Here are some other ways for calming the mind:

  • Mindfulness has proved to be especially useful as a way to ease anxiety both short- and long-term, so you might want to consider using a mindfulness app (such as Headspace) or website (I like AudioDharma.org but there are lots more to choose from). The Oxford Mindfulness Centre – home of mindfulness-based CBT – has lots of resources, including a great three-minute ‘Breathing-space Meditation’ to calm the mind and body – click here to listen now.
  • See your anxious thoughts as guesses, not facts. Your mind is trying to predict what might happen, but it might be wildly out! Are you basing your predictions on what happened in exactly the same situation in the past? And if so, how likely is it that every factor will be exactly the same? (The philosopher Heraclitus famously said that “we never step into the same river twice”.)
  • Remember that just as our muscles are there to allow us to stretch and move, the brain is there to produce thoughts. Some of these are useful, and some are less so, while others are not useful at all. Spend some time when you’re not anxious just noticing some of the thoughts that arise in your mind. Perhaps think of them as clouds passing by, in front of your awareness – you can pick one or two up, or choose to let them all just float on by. There’s no need to act or even react to our thoughts – noticing them in a detached way allows us time to evaluate their usefulness and respond with choice.
  • Be aware that the mind can also make up whole stories, especially about ourselves (perhaps that we are unlovable or worthless or ‘stupid’). These messages are likely to have evolved from past experiences, and do not necessarily bear any relation to any truths about ourselves. If you have had difficult relationships in the past – with family members, friends or work colleagues, for instance – it’s possible that you’ve picked up faulty information (this is a useful area to explore in counselling). Notice any thoughts or stories like this and allow them to float on by. If they’re ‘sticky’, write them down or draw something that represents them. That way they have been expressed, and you can always come back to them later.
  • Broaden the picture. It’s possible to become very drawn to one particular aspect of a situation and become scared by that. Broaden your view, so that when you consider the situation again, it’s just one part of a much larger picture in your mind. If you like, you can ‘zoom out’ all the way to a satellite view of earth. Or imagine how you’ll think about this situation in 10 years’ time. Give yourself more distance, either geographically or in time. How big does the problem seem now?
  • Stay in the present. Look around you now, and notice the colours, sounds and shapes. What’s moving? What’s still? Are there any smells? Is any part of your body touching the ground or a piece of furniture? How is it, being in this body, today, here and now?

CALMING THE BODY

Here are a few effective ways of calming the body (the mind will follow!)

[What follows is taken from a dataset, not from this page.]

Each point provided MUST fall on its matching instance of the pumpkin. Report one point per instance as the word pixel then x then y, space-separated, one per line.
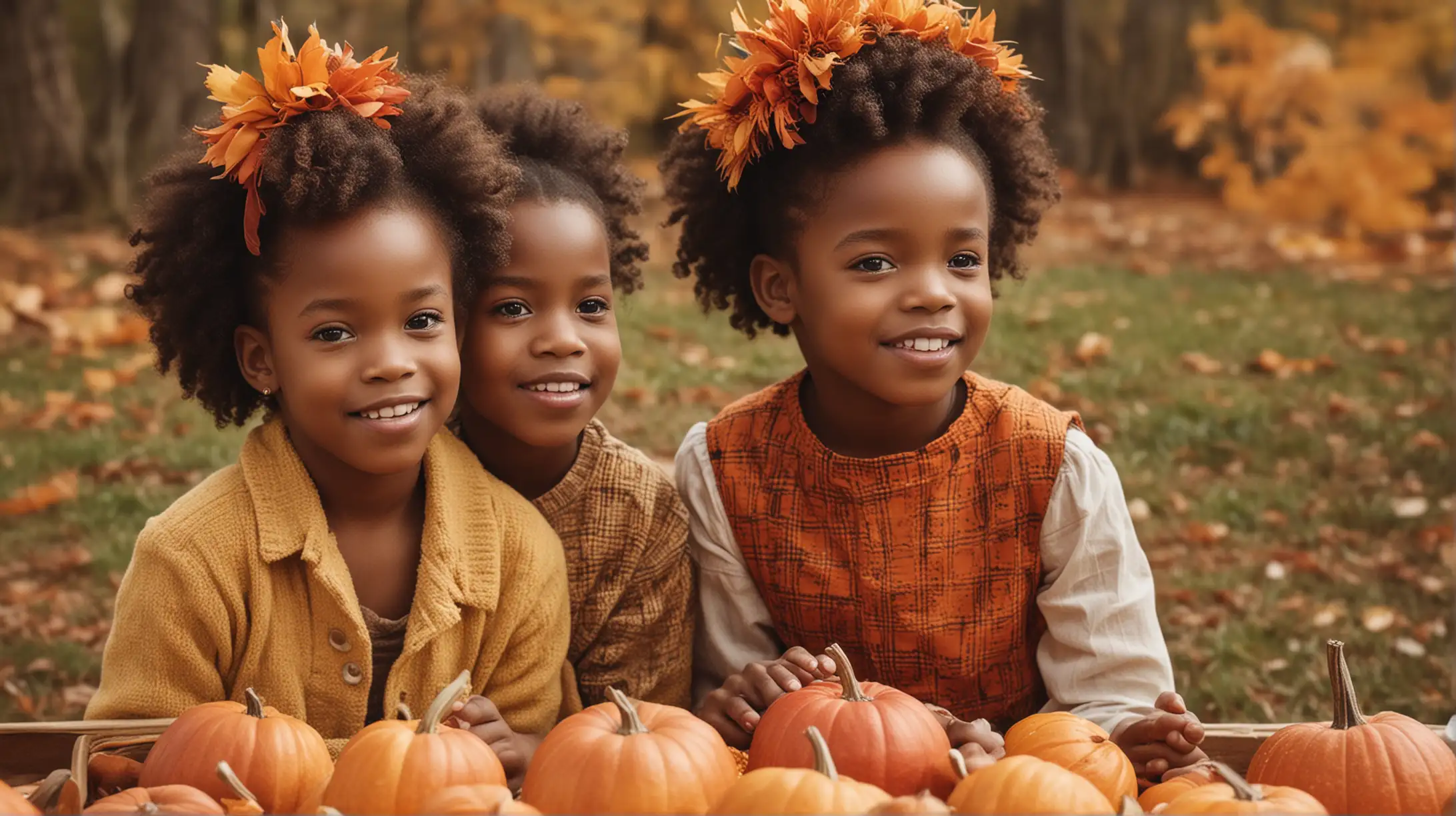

  • Reduce caffeine intake to 300 mg or less per day (that’s two cups of filtered coffee or three cups of instant)
  • Do some physical exercise every day for at least 30 minutes (even a brisk walk will do, but a run is even better)
  • Spend time doing things you love – make sure you’ve got room in your weekly schedule for fun stuff
  • Practise breathing exercises when you’re feeling anxious and just at occasional times during the day. Breathe gently in, drawing the breath down to your lower abdomen (as though you’re blowing up a balloon in your belly), hold the breath for a count of three, and then gently breathe out of your mouth as slowly as possible. Try to make the out-breath at least twice as long as the in-breath. Don’t gulp in the air, because that can cause the physical symptoms of panic. Take it slow, and focus on the slow out-breath. Repeat at least three times whenever you want to calm the mind and body.
  • Everyone has personal favourites (or ‘tools’) too, which they can use to restore balance to the body and mind, such as music, reading, dancing or swimming.

Lastly, it may be that anxiety has a unique meaning for you and actually does ‘make sense’ in a way that you haven’t yet realised. Once this is known, you have a very powerful way of reducing anxiety or even banishing it forever. I’ll look at this in my next post.

As always, thanks for reading.

Sarah Tomley is a counsellor working in Suffolk, UK (www.insightcounsellingipswich.com)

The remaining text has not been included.